Could the memcpy be caused by said deep profile mode?

1 Like

@Dantus Well in theory it depends what Mono/.Net does to the loop, it could turn a loop with an inner condition that is not dependent on a variable changed within the loop into a branch and two loops. But as far as the CPU is concerned it has to load up the next set of commands and a branch within a loop is a potential performance hiccup.

80/20 rule 80% of your code will not need optimisation as it’s not called often enough, but the 20% that is tucked away in inner loops can provide significant improvements in performance.

Of course the UI team have access to the Open and Closed Source so they should be able to make significant improvements in performance.

Good point, the String.memcpy() entries do have very high Self ms entries, but why does it only appear on structs and not on classes?

In theory it doesn’t matter what Mono/.Net does, because making optimizations to please a specific compiler is usually not a good idea, especially not if the whole architecture will be migrated to il2cpp.
Of course, if something is highly performance sensitive, it needs to be optimized even like that. But in my opinion this is not one of those cases.

Well my optimisation targets were derived from a stress testing program aimed to highlight areas ripe for performance improvements in high usage scenarios.

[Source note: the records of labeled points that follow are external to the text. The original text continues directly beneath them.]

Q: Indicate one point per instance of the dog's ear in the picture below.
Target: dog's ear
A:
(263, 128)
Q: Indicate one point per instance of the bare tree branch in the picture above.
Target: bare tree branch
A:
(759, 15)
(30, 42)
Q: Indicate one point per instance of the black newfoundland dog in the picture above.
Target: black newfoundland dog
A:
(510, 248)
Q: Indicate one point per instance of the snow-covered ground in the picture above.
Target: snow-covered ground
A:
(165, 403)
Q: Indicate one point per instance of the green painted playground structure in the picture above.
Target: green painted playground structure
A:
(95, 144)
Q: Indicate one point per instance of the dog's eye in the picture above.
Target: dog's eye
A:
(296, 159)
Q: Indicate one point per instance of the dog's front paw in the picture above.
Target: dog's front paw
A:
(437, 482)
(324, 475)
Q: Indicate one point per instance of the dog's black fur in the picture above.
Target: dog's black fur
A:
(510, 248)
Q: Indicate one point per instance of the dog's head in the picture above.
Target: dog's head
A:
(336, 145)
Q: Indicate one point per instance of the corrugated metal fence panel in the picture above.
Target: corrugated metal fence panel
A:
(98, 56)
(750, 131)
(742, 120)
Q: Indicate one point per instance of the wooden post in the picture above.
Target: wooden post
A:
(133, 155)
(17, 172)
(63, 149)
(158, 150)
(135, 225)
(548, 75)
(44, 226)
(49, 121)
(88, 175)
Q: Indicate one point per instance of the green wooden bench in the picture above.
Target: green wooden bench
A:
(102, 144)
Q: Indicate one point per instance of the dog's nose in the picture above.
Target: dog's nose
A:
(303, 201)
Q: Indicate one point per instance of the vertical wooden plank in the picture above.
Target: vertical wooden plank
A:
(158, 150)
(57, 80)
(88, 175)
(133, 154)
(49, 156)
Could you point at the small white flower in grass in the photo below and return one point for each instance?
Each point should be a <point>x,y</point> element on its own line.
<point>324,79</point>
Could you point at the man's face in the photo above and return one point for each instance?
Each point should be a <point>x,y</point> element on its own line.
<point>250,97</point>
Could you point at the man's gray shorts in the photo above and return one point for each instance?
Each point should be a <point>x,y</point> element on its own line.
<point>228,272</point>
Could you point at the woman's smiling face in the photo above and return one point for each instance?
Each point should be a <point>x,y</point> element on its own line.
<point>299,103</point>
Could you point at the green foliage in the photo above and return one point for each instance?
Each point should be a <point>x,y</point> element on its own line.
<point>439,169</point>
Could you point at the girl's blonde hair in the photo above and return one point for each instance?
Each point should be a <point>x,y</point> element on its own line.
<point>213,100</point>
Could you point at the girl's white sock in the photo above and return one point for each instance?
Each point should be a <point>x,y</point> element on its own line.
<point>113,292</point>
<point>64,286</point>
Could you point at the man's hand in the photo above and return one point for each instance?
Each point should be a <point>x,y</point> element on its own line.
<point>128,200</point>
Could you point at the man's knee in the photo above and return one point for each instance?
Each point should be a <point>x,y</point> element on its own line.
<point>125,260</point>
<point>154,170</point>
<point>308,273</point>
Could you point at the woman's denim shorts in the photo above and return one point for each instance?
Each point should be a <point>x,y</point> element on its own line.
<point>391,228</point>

The optimisations I made are generic, all CPU’s can suffer when performing branch prediction, if they get it wrong it can stall their command pipeline slowing down performance.

IL2CP just takes the intermediate language converts it to C++ and then compiles it. Ideally the C compiler will make optimisations of it’s own, depending on the build parameters you give it. But that is a Unity 5 technology and I’m talking about 4.x builds.

Just to clarify:

100 developers all respond to this challenge and each spends 20 hours designing new controls. One control is chosen and added to the new Unity.

Thereby money lost by developers assuming $20 per hour = 992020=$39,600. (Money which could otherwise have been spent in the asset store???)
Money saved by Unity = 12020 = $400.

Total loss by Unity of $400-$39,600 = $39,200

Better idea: Unity hires 5 top developers and designers for 1 month and creates lots of nice optimized controls. Everyone’s happy.